Experimental Design: Normal human melanocytes, and human metastatic (451Lu) and nonmetastatic (WM35) cells were treated with lupeol; its effect on growth, proliferation, and apoptosis were evaluated. Further athymic nude mice bearing 451Lu cell–originated tumors were administered with lupeol thrice a week, and its effect on tumor growth and surrogate biomarkers was evaluated.

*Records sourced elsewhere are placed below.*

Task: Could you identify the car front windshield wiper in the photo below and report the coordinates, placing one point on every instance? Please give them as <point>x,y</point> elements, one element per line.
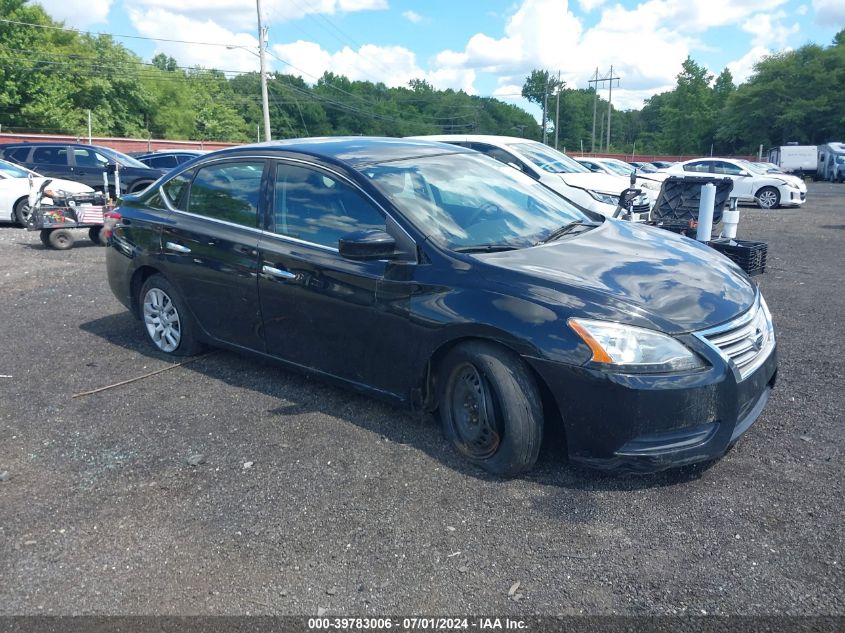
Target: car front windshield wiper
<point>567,228</point>
<point>486,248</point>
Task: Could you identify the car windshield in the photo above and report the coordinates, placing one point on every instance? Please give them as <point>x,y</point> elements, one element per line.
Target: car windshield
<point>11,170</point>
<point>120,157</point>
<point>620,168</point>
<point>758,168</point>
<point>549,159</point>
<point>465,201</point>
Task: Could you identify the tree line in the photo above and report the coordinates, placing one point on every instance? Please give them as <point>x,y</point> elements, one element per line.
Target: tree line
<point>52,78</point>
<point>794,96</point>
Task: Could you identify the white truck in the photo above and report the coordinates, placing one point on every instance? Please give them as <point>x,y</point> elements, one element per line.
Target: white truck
<point>794,159</point>
<point>831,162</point>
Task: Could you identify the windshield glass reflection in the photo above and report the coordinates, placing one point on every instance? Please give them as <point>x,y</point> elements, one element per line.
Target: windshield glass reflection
<point>469,200</point>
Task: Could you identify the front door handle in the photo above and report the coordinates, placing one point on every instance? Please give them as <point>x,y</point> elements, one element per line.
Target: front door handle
<point>277,272</point>
<point>178,248</point>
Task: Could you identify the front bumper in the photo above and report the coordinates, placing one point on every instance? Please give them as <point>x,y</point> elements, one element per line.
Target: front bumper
<point>648,423</point>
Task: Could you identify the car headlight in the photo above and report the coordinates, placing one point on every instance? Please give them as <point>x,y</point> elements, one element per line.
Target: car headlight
<point>607,198</point>
<point>635,349</point>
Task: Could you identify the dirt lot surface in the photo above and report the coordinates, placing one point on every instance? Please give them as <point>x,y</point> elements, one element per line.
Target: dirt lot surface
<point>312,497</point>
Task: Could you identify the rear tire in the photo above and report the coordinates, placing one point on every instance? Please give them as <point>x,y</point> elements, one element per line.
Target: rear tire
<point>60,239</point>
<point>168,323</point>
<point>768,198</point>
<point>490,408</point>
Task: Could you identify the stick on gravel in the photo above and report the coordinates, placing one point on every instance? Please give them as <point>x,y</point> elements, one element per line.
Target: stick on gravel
<point>137,378</point>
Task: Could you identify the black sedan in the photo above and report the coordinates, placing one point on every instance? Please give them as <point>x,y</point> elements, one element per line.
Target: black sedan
<point>437,277</point>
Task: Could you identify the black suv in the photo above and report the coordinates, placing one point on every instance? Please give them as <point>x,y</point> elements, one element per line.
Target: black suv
<point>82,163</point>
<point>168,159</point>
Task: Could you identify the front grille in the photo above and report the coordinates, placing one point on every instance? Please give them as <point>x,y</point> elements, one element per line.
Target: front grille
<point>746,341</point>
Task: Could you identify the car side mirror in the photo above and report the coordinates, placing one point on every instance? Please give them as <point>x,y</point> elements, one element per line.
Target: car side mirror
<point>367,245</point>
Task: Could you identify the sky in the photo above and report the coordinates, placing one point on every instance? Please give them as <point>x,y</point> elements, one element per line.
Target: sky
<point>484,47</point>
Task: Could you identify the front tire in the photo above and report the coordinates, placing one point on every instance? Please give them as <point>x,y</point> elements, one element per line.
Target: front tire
<point>768,198</point>
<point>167,321</point>
<point>95,234</point>
<point>490,408</point>
<point>60,239</point>
<point>22,211</point>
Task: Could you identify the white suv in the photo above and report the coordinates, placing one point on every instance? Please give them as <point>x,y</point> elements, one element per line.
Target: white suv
<point>769,191</point>
<point>573,181</point>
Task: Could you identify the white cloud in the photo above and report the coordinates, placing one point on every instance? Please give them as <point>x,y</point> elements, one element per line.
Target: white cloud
<point>78,13</point>
<point>830,13</point>
<point>392,65</point>
<point>742,68</point>
<point>589,5</point>
<point>412,16</point>
<point>233,14</point>
<point>768,30</point>
<point>645,44</point>
<point>159,23</point>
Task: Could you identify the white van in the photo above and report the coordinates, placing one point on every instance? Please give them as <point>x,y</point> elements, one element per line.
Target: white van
<point>794,159</point>
<point>831,161</point>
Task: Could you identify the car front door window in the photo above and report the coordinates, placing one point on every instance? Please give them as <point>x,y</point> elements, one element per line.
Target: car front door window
<point>228,191</point>
<point>315,207</point>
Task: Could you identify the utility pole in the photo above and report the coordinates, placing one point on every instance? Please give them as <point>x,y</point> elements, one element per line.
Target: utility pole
<point>545,109</point>
<point>595,81</point>
<point>557,110</point>
<point>262,43</point>
<point>609,106</point>
<point>610,78</point>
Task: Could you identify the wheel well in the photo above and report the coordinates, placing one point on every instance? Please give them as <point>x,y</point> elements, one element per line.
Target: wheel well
<point>140,185</point>
<point>138,278</point>
<point>551,412</point>
<point>15,206</point>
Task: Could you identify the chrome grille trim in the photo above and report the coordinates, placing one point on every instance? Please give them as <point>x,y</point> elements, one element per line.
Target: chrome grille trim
<point>744,342</point>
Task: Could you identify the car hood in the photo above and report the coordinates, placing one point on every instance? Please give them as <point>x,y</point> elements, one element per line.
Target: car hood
<point>61,184</point>
<point>633,274</point>
<point>606,183</point>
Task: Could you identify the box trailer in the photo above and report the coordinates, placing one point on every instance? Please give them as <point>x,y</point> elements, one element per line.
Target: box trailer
<point>831,162</point>
<point>795,159</point>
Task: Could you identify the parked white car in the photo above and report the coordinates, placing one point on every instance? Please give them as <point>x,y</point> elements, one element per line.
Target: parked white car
<point>650,181</point>
<point>769,191</point>
<point>14,190</point>
<point>573,181</point>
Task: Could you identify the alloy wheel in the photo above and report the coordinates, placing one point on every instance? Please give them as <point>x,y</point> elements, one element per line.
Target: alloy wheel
<point>768,199</point>
<point>161,319</point>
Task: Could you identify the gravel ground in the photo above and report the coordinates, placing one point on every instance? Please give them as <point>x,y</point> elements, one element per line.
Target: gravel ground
<point>310,496</point>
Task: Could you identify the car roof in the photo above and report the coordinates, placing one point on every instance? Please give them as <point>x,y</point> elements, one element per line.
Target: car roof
<point>492,139</point>
<point>354,151</point>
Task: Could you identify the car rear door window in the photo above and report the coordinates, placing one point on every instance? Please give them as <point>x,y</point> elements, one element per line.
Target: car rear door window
<point>315,207</point>
<point>50,156</point>
<point>228,191</point>
<point>174,189</point>
<point>17,154</point>
<point>89,158</point>
<point>162,162</point>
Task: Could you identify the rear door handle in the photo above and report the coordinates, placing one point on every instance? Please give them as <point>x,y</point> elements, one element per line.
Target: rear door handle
<point>277,272</point>
<point>178,248</point>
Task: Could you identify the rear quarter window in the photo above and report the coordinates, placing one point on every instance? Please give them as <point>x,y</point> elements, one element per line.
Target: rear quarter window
<point>50,156</point>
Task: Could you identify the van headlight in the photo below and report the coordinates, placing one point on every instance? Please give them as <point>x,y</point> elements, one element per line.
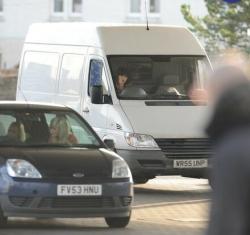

Results: Lupeol significantly decreased the viability of 451Lu and WM35 melanoma cells but had only a marginal effect on normal human melanocyte cells at similar doses. Lupeol treatment of 451Lu cells caused (a) G₁-S phase cell cycle arrest and apoptosis; (b) down-regulation of Bcl2 and up-regulation of Bax; (c) activation of caspase-3 and induction of poly(ADP)ribose polymerase cleavage; (d) decreased expression of cyclin D1, cyclin D2, and cdk2; and (e) increased expression of p21 protein. Next, lupeol significantly reduced 451Lu tumor growth in athymic nude mice and modulated the expression of proliferation markers, apoptotic markers, and cell cycle regulatory molecules in tumor xenografts.

Conclusion: Our findings showed the anticancer efficacy of lupeol with mechanistic rationale against metastatic human melanoma cells. We suggest that lupeol, alone or as an adjuvant to current therapies, could be useful for the management of human melanoma.